PRINCE GEORGE'S EDUCATION

State Board Reprimands System Over Test Scores

Officials Are Ordered To Improve Academics

Washington Post Staff Writers
Thursday, October 26, 2006; Page B02

BALTIMORE, Oct. 25 -- After three consecutive years of inadequate test scores, the Prince George's County school system was placed under "corrective action" by the Maryland State Board of Education yesterday.

That label has been given to only one other system in Maryland -- Baltimore schools -- and under the federal No Child Left Behind law, it carries a range of potential sanctions, including a possible state takeover of low-performing schools.


Prince George's Superintendent John E. Deasy wants to move staff to the system's worst schools and improve teacher recruitment.
Prince George's Superintendent John E. Deasy wants to move staff to the system's worst schools and improve teacher recruitment. (By Michel Du Cille -- The Washington Post)

In March, the state board attempted to place 11 Baltimore schools under independent management, but Democratic legislators intervened and delayed the action by a year.

Although it raised the hammer, the board did not bring it down on Prince George's yesterday. State School Superintendent Nancy S. Grasmick recommended no sanctions, saying the county's new schools chief had presented a plan to address the district's most serious academic problems.

John E. Deasy, a California educator hired in May to lead the 134,000-student system, "understands what has to happen," Grasmick said before the board unanimously approved her recommendations. "He understands, as we do, the urgency."

Deasy has vowed to raise the county's test scores, which have increased in recent years, by reallocating staff to the system's worst-performing schools, bolstering teacher recruitment and retention, improving parental participation, and giving children more opportunities and better training to participate in Advanced Placement courses.

"You need not be concerned about the level of gravity in which we take it," Deasy told the board. "You need to be concerned about the celebration when we meet our goals."

Grasmick also recommended continuing a course of corrective action for Baltimore schools yesterday and lifted a less-serious "school system improvement" status for Charles, St. Mary's, Allegany, Cecil, Dorchester, Kent and Somerset counties.

The board's actions coincided with the release of Annual Yearly Progress reports for the state's 24 school systems and for individual high schools.

The reports showed that high schools fared better in 2006 than in 2005 on state tests, reflecting improved scores in reading and math. Four Washington area high schools, two each in Montgomery and Anne Arundel counties, tested well enough to leave Maryland's school improvement watch list. Twenty-two high schools in the region, 19 of them in Prince George's, remain on the list.

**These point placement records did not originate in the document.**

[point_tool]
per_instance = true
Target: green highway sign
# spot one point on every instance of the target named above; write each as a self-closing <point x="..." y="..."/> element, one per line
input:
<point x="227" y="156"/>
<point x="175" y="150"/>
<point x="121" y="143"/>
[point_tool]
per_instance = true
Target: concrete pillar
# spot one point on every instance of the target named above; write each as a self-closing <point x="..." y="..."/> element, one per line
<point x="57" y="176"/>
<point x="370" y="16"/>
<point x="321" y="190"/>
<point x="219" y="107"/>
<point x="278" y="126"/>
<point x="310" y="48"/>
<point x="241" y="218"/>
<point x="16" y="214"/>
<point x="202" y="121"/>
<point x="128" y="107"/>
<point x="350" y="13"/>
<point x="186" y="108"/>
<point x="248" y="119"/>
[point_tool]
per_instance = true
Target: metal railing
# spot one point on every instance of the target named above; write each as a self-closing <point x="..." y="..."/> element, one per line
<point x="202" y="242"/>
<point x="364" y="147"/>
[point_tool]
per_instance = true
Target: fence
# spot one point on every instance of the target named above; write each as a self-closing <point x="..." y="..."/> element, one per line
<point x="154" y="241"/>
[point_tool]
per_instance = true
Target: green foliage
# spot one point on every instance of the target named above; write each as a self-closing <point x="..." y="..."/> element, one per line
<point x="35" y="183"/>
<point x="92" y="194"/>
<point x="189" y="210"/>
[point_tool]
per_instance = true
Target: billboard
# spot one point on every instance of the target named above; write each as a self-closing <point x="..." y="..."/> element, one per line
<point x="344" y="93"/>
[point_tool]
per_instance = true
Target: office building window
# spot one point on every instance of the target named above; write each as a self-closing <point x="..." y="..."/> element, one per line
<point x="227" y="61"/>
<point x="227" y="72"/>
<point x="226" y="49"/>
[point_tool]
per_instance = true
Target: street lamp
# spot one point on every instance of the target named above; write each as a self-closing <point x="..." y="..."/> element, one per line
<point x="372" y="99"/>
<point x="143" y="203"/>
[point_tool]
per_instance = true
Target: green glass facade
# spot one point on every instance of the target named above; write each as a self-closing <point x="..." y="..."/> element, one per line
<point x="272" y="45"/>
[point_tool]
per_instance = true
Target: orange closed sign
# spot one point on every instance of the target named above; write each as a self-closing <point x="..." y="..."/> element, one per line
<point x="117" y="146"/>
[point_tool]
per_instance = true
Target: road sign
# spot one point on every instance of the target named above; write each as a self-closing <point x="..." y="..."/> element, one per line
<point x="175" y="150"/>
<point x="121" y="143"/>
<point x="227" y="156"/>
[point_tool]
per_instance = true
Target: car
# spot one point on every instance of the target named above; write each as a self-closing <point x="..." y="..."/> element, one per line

The release of the data, the standard of success under the No Child law, also meant that some schools were placed on the state's improvement watch list.

Four of 24 comprehensive high schools in Montgomery -- Magruder, Montgomery Blair, Northwest and Quince Orchard -- failed to make adequate progress in 2006. In every case, the problem was poor reading performance among special education students on the English assessment.

John F. Kennedy High School staff members "really have worked hard over the past two years, focusing on what they needed to do" to improve performance in the special education community, said Heath Morrison, a Montgomery education official who oversees Kennedy and Blair.

Of Blair's failure to make adequate improvement, Morrison said he thinks it missed by the statistical equivalent of half a student -- in a school that has about 3,000 students. He said administrators are frustrated that performance by a comparatively small statistical subgroup of students can lead a whole school to be labeled a failure.

But Montgomery's standing improved on the school watch list, which is limited to schools that have missed their targets for two or more years. Only one high school, Montgomery Blair, remains on the list this year, having missed its goals for three years. Two other high schools, Gaithersburg and Kennedy, reached their targets.